One-Stage Vs. Two-Step One Anastomosis Duodenal Switch (OADS/SADI-S): A Safety and Efficacy Single-Center Propensity-Score Matched Analysis

Obes Surg. 2024 May 17. doi: 10.1007/s11695-024-07280-8. Online ahead of print.

Abstract

Introduction: One Anastomosis Duodenal Switch (OADS/SADI-S) is used both as a one stage and a second-step procedure, either planned or revisional after a failed sleeve gastrectomy. However, there is lack of adjusted comparative evidence validating its use.

Material and methods: Propensity-score matched comparison between patients submitted to one-stage vs. two-step OADS, adjusted by age, gender, and initial body mass index (BMI).

Results: One hundred ninety-five patients (130 one-stage and 65 two-step OADS) were included, with mean initial BMI 52.4 kg/m2. Overall complication rate was 6.6% in the short-term (3.3% Clavien-Dindo ≥ III), and 7.3% in the long-term, with no differences between groups. Follow-up at 1 and 3 years was 83.6% and 61.5%. After one-stage OADS, total weight loss was 36.6 ± 8.2% at 1 year and 30.4 ± 10.3% at 3 years, vs. 30.2 ± 9.4% and 25.6 ± 10.2% after two-steps OADS (p = 0.021). Resolution rates of diabetes mellitus, hypertension, dyslipidemia, and obstructive sleep apnea were 86.4%, 80.4%, 78.0%, and 73.3%, with no differences between groups.

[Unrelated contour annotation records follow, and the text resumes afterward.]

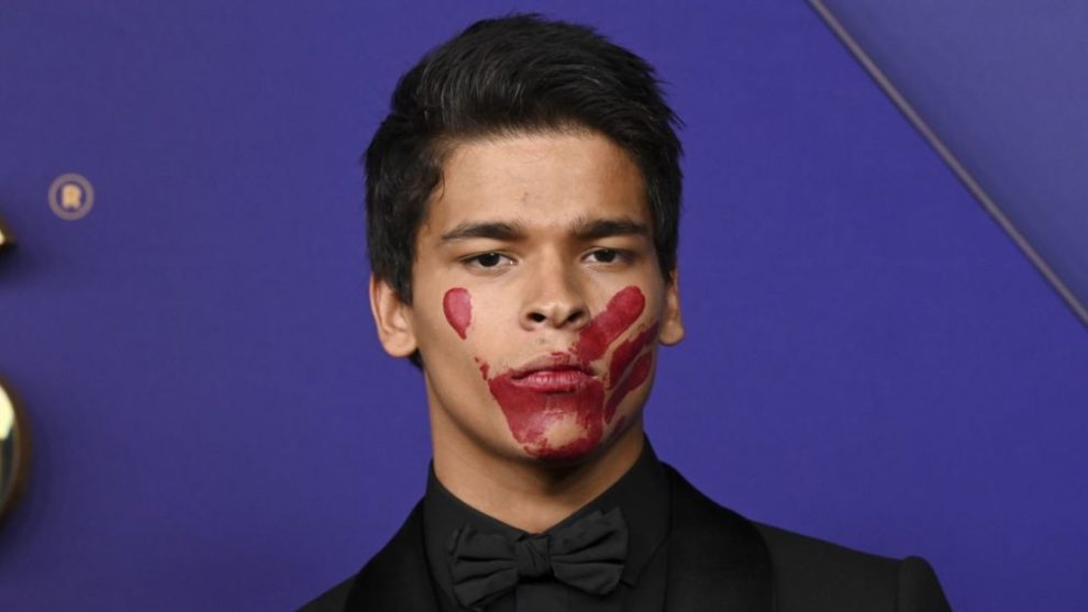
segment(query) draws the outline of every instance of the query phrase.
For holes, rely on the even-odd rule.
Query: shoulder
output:
[[[871,555],[751,521],[702,494],[675,469],[669,468],[669,472],[674,511],[682,511],[682,520],[698,525],[697,531],[750,534],[743,537],[751,550],[745,558],[747,563],[769,565],[775,609],[779,612],[950,610],[924,559]],[[763,550],[754,550],[755,547]]]
[[[854,550],[779,527],[753,523],[770,554],[778,608],[811,610],[950,610],[930,564]]]
[[[340,612],[347,604],[347,593],[355,583],[355,576],[318,596],[317,599],[299,608],[298,612]]]

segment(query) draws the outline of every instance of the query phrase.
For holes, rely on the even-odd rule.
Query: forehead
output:
[[[545,132],[453,145],[424,232],[466,221],[570,225],[625,216],[648,224],[643,176],[631,156],[593,132]]]

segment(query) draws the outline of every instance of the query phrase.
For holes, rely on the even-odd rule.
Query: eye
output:
[[[587,257],[595,264],[614,264],[618,260],[628,258],[628,254],[615,248],[598,248],[587,255]]]
[[[481,253],[464,260],[466,264],[478,268],[497,268],[504,264],[512,263],[509,257],[501,253]]]

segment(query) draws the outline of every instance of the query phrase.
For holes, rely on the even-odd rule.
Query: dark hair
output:
[[[401,77],[366,151],[367,241],[374,274],[412,300],[415,238],[444,156],[459,140],[591,130],[642,170],[654,246],[676,267],[679,120],[639,56],[584,25],[536,14],[482,20]]]

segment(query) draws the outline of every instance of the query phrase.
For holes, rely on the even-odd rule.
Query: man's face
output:
[[[641,426],[657,344],[684,335],[652,232],[641,171],[603,136],[457,144],[412,305],[371,286],[387,350],[422,355],[434,435],[570,461]]]

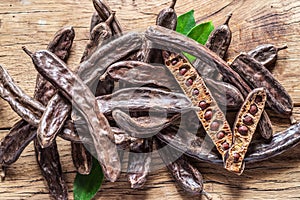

Conclusion: One-stage OADS is a safe and effective bariatric technique for patients with grade III and IV obesity. The two-step strategy does not reduce postoperative risks and may compromise weight loss results at mid-term.

Keywords: Bariatric surgery; Hypoabsorptive surgery; OADS; SADI-S; Obesity; Revisional bariatric surgery.